Property occupies a curious place in both the ideology and the practice of ancient Greek states. With a deep admiration for landed property that extended to an ideological opposition to the sale of land, the Greeks nevertheless had a thriving market for land in the Classical and Hellenistic periods. They distinguished sharply between public and private property, but the ways in which such properties were used suggests that the boundary between the two was in practice quite problematically blurry. Property rights were jealously guarded for citizens, and extended to foreigners only in cases of benefaction. While democratic regimes emphasized the political and legal equality of all citizens, regardless of their wealth, oligarchic cities retained property qualifications for many magistracies and for bouleutic service. Greek states committed themselves to protecting the property of their citizens, but the process by which that power was created is highly implicated in the protection of elite interests.
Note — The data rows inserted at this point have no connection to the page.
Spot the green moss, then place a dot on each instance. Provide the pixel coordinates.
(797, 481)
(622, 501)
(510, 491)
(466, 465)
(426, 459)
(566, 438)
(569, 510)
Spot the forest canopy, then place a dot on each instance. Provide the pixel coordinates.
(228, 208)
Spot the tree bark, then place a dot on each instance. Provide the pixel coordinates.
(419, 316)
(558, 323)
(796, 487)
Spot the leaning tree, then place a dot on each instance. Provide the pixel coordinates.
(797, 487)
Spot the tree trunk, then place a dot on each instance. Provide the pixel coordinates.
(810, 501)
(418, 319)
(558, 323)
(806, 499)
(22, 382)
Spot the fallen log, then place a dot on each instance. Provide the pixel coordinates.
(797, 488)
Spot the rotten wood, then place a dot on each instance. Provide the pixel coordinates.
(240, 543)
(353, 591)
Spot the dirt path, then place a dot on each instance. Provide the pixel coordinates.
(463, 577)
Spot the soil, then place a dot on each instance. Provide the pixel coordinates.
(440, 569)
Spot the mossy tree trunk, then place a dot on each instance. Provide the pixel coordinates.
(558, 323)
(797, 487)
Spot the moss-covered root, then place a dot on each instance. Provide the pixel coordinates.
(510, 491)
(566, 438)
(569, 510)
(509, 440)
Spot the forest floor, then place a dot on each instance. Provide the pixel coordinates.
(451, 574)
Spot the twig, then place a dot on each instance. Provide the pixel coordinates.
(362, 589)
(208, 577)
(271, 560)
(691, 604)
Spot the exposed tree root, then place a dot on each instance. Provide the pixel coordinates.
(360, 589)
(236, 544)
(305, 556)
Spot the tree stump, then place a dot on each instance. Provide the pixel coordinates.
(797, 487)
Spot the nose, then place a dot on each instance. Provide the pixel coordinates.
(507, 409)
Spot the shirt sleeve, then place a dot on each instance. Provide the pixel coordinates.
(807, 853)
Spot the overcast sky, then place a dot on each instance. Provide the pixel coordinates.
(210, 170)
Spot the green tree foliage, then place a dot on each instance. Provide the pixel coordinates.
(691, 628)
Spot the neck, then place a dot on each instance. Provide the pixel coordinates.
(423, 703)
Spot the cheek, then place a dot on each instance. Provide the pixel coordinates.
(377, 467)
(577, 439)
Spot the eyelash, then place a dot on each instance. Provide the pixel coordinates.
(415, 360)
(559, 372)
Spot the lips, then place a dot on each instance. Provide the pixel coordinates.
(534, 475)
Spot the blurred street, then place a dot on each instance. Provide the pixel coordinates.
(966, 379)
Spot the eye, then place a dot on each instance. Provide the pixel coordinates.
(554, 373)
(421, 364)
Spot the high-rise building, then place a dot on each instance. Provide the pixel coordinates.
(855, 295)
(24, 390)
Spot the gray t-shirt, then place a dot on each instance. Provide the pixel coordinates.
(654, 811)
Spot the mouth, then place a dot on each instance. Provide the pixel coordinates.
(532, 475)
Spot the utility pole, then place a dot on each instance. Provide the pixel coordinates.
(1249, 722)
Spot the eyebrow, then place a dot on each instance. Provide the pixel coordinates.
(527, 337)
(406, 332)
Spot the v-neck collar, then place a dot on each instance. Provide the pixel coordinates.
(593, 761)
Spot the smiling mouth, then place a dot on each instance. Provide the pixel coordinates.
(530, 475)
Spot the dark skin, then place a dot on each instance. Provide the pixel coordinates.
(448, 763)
Two radically divergent conceptions of property linger beneath the surface of most modern discussions. The first, embraced primarily by economists and lawyers, is that property serves as the material basis of self-directed activity. The function of property on this view is that it gives people control over things, and with it both freedom and security. The second, embraced by sociologists, is that property is a form of social organization, defining relationships between people with regard to and through things. The function of property on this view is that it gives some people control over others, and with it social power.  This seminar will explore the radically divergent implications of adopting these two different views for our understanding of the significance of property in the ancient Greek world. Historians utilizing the insights of the new institutional economics, for instance, now argue that secure property rights were one of the cornerstones of the economic growth that is clearly visible in the Greek world from c. 800-400 BCE, and they develop a highly optimistic picture of the emergence of states that protected private property. Yet property in the ancient Greek world was actually rather more precarious than these models assume, and the way in which states privileged property owners yields a social picture that is much less attractive. Attempts to distribute land equally in colonial and cleruchic contexts, and periodic revolutionary calls for a radical redistribution of property (often tied with a call for the blanket cancellation of debts) suggest that property was closely bound up with power of all kinds in the Greek world—political, economic, and social—and it will be the task of this seminar to explore those interconnections and their implications.

We will, in the process, read major contributions in the theoretical literature on property from a variety of different perspectives, including the new institutional economics, political theory, anthropology, and law. We will also dig into the primary sources, epigraphic and literary, for property rights, property insecurity, property distribution and redistribution, mortgage, sale, and inheritance, alongside the modern historiography on these topics.